Paul Khuong: some Lisp

Per Vognsen sent me a link to Maziarz et al’s Hashing Modulo Alpha-Equivalence because its Lemma 6.6 claims to solve a thorny problem we have both encountered several times.

Essentially, the lemma says that computing the natural recursive combination of hash values over \(2^b\) bits for two distinct trees (ADT instances) \(a\) and \(b\) yields a collision probability at most \(\frac{|a| + |b|}{2^b}\) if we use a random hash function (sure), and Section 6.2 claims without proof that the result can be safely extended to the unspecified “seeded” hash function they use.

That’s a minor result, and the paper’s most interesting contribution (to me) is an algorithmically efficient alternative to the locally nameless representation: rather than representing bindings with simple binders and complex references, as in de Bruijn indices (lambda is literally just a lambda literal, but references must count how many lambdas to go up in order to find the correct bindings), Maziarz and his coauthors use simple references (holes, all identical), and complex binders (each lambda tracks the set of paths from the lambda binding to the relevant holes).

The rest all flows naturally from this powerful idea.

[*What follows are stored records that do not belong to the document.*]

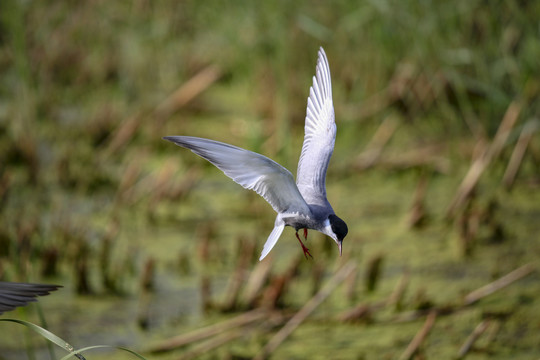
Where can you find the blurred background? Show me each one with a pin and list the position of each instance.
(436, 171)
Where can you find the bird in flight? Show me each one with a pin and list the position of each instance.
(301, 205)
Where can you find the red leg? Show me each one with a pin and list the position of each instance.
(304, 248)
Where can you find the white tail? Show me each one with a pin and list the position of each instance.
(273, 238)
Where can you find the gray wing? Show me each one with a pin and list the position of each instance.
(13, 295)
(320, 135)
(251, 170)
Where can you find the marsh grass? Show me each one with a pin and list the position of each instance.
(90, 192)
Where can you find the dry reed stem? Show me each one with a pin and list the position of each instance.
(490, 153)
(475, 335)
(419, 337)
(188, 91)
(498, 284)
(206, 332)
(517, 155)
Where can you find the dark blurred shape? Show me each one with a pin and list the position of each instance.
(13, 295)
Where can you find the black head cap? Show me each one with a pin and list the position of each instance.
(338, 227)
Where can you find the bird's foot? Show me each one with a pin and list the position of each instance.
(304, 248)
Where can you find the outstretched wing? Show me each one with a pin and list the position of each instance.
(13, 295)
(251, 170)
(319, 137)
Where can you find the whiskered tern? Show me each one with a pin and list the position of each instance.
(301, 205)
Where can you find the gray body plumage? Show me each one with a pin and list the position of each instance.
(300, 204)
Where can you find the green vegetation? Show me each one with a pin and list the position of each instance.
(93, 199)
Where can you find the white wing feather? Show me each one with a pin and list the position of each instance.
(251, 170)
(319, 137)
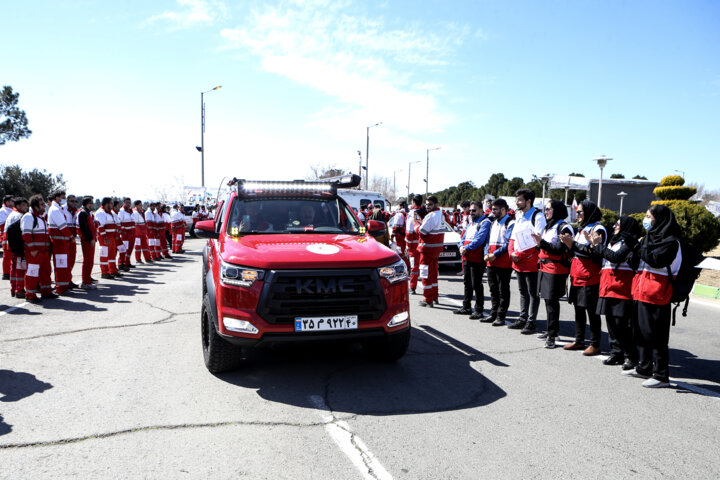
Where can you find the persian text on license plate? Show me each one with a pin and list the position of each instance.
(324, 324)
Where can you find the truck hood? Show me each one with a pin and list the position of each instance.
(288, 251)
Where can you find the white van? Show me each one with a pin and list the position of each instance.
(359, 199)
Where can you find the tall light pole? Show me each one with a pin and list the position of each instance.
(367, 151)
(427, 168)
(395, 185)
(410, 165)
(202, 134)
(622, 196)
(601, 161)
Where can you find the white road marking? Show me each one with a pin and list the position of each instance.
(350, 444)
(705, 304)
(696, 389)
(5, 312)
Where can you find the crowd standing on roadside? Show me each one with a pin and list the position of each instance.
(39, 240)
(624, 276)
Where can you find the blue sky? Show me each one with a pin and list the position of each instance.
(112, 89)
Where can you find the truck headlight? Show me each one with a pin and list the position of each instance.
(397, 272)
(239, 276)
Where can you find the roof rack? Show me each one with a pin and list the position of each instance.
(326, 186)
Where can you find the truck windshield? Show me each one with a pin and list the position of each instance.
(291, 215)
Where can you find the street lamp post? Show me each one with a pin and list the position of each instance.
(427, 168)
(394, 184)
(622, 196)
(202, 134)
(601, 161)
(367, 151)
(409, 165)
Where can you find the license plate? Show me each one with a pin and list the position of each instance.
(324, 324)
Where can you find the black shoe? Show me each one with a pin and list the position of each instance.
(629, 365)
(462, 311)
(613, 360)
(529, 329)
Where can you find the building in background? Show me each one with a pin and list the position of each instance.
(639, 194)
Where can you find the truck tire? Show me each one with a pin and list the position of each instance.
(388, 349)
(219, 355)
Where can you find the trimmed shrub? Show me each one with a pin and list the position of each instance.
(675, 192)
(672, 181)
(609, 219)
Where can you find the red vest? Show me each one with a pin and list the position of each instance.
(477, 255)
(497, 240)
(584, 271)
(616, 280)
(551, 263)
(651, 285)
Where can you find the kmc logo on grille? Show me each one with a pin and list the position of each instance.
(318, 285)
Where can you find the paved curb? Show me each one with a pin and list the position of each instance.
(705, 291)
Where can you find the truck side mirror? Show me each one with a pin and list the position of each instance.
(206, 229)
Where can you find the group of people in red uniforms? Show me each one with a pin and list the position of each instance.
(626, 275)
(40, 238)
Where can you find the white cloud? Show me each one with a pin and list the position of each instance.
(372, 71)
(192, 13)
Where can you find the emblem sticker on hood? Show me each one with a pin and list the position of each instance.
(322, 249)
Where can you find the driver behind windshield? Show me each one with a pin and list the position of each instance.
(307, 215)
(252, 220)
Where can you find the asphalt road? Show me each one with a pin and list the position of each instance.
(111, 384)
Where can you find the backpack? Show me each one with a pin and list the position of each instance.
(14, 237)
(687, 275)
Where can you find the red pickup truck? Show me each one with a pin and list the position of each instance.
(289, 261)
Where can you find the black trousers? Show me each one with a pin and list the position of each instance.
(581, 316)
(499, 283)
(552, 309)
(620, 334)
(652, 334)
(473, 273)
(529, 296)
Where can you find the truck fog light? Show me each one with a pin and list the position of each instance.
(242, 326)
(399, 319)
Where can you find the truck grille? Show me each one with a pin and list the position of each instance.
(296, 293)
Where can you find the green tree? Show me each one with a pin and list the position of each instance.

Part of the naturally flowing rest are collision probability analyses for a few hashing-based data structures. Of course it’s not what PLDI is about, but that aspect of the paper makes it look like the authors are unaware of analysis and design tools for hashing based algorithms introduced in the 1970s (a quick Ctrl-F for “universal,” “Wegman,” or “Carter” yields nothing). That probably explains the reckless generalisation from truly random hash functions to practically realisable ones.

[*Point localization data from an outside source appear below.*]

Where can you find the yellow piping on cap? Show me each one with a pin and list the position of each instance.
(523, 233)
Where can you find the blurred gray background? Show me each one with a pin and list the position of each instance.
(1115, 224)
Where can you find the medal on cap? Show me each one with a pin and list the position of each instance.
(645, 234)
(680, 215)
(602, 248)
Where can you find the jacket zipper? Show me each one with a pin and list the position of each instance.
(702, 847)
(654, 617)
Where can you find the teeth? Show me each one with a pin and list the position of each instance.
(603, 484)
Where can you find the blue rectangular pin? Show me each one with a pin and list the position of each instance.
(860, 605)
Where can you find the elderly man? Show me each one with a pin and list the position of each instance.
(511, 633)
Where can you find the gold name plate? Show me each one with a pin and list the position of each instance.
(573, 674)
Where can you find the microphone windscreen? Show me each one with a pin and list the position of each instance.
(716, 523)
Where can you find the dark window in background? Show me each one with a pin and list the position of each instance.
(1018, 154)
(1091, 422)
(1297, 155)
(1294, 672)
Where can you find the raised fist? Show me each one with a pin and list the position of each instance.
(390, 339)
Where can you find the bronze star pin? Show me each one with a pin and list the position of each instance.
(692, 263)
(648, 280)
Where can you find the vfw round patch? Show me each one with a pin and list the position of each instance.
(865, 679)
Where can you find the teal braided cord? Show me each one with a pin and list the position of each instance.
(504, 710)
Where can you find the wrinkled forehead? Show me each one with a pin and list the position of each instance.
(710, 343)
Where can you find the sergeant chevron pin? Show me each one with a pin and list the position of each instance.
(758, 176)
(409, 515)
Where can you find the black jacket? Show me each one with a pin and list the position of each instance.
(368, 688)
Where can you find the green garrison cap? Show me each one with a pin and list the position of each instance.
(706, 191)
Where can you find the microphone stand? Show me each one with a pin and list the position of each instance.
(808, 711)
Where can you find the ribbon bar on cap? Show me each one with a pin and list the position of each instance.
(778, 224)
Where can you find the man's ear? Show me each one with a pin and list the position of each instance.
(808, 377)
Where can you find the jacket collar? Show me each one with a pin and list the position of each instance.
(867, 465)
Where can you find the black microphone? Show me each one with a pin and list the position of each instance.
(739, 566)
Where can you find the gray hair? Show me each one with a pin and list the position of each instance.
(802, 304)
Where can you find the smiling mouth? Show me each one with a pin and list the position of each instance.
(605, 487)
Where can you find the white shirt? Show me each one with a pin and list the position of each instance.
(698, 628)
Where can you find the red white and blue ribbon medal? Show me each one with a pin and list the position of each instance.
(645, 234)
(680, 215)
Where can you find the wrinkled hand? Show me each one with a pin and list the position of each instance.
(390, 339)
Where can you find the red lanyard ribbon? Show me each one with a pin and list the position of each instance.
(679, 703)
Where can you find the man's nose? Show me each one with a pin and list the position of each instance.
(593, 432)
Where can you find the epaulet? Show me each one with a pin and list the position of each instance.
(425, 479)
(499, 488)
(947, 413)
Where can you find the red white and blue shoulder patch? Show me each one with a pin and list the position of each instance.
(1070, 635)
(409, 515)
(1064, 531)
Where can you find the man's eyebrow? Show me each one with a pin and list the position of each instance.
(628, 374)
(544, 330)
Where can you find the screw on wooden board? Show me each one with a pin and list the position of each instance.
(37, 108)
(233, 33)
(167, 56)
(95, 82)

There are two core responsibilities for the hashing logic:

incrementally hash trees bottom up (leaf to root)
maintain the hash for a map of variable name to (hash of) trees (that may grow bottom-up as well)

As Per saliently put it, there are two options for formal analysis of collision probabilities here: we can either assume a cryptographic hash function like SHA-3 or BLAKE3, in which case any collision is world-breaking news, so all that matters is serialising data unambiguously when feeding bytes to the hash function, or we can work in the universal hashing framework.

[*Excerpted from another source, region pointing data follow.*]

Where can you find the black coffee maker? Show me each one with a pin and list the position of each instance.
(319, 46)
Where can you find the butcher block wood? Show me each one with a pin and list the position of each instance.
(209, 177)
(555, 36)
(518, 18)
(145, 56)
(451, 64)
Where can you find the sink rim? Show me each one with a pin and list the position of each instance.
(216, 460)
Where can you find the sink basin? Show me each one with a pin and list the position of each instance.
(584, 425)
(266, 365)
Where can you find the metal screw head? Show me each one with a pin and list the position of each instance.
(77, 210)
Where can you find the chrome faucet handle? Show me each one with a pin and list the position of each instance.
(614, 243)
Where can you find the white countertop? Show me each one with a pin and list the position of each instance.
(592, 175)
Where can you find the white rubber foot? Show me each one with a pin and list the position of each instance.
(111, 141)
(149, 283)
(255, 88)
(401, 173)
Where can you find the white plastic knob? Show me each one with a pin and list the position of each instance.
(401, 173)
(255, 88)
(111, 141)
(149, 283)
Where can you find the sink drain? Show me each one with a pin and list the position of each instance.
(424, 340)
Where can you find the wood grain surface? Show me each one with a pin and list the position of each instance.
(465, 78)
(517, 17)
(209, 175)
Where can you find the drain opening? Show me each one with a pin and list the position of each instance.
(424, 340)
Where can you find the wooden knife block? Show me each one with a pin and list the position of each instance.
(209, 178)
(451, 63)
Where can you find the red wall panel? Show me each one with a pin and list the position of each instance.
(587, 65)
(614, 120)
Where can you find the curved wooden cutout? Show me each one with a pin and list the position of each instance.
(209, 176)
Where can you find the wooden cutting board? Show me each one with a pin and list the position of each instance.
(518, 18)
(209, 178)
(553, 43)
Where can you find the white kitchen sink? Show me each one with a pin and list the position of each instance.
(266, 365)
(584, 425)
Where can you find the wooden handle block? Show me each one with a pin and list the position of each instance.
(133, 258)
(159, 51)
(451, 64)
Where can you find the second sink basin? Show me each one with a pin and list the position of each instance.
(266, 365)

Collision probability analysis for the former is trivial, so let’s assume we want the latter, pinpoint where the paper is overly optimistic, and figure out how to fix it.

Incremental bottom-up hashing, without novelty

Let’s tackle the first responsibility: incrementally hashing trees bottom up.

The paper essentially says the following in Appendix A. Assume we have one truly random variable-arity hash function (“hash combiner”) \(f\), and a tag for each constructor (e.g., \(s_{\texttt{Plus}}\) for (Plus a b)); we can simply feed the constructor’s arity, its tag, and the subtrees’ hash values to \(f\), e.g., \(f(2, s_{\texttt{Plus}}, hv_a, hv_b)\)… and goes on to show a surprisingly weak collision bound (the collision rate for two distinct trees grows with the sum of the size of both trees).¹

A non-intuitive fact in hash-based algorithms is that results for truly random hash functions often fail to generalise for the weaker “salted” hash functions we can implement in practice. For example, linear probing hash tables need 5-universal hash functions² in order to match the performance we expect from a naïve analysis with truly random hash functions. A 5-universal family of hash functions isn’t the kind of thing we use or come up with by accident (such families are parameterised by at least 5 words for word-sized outputs, and that’s a lot of salt).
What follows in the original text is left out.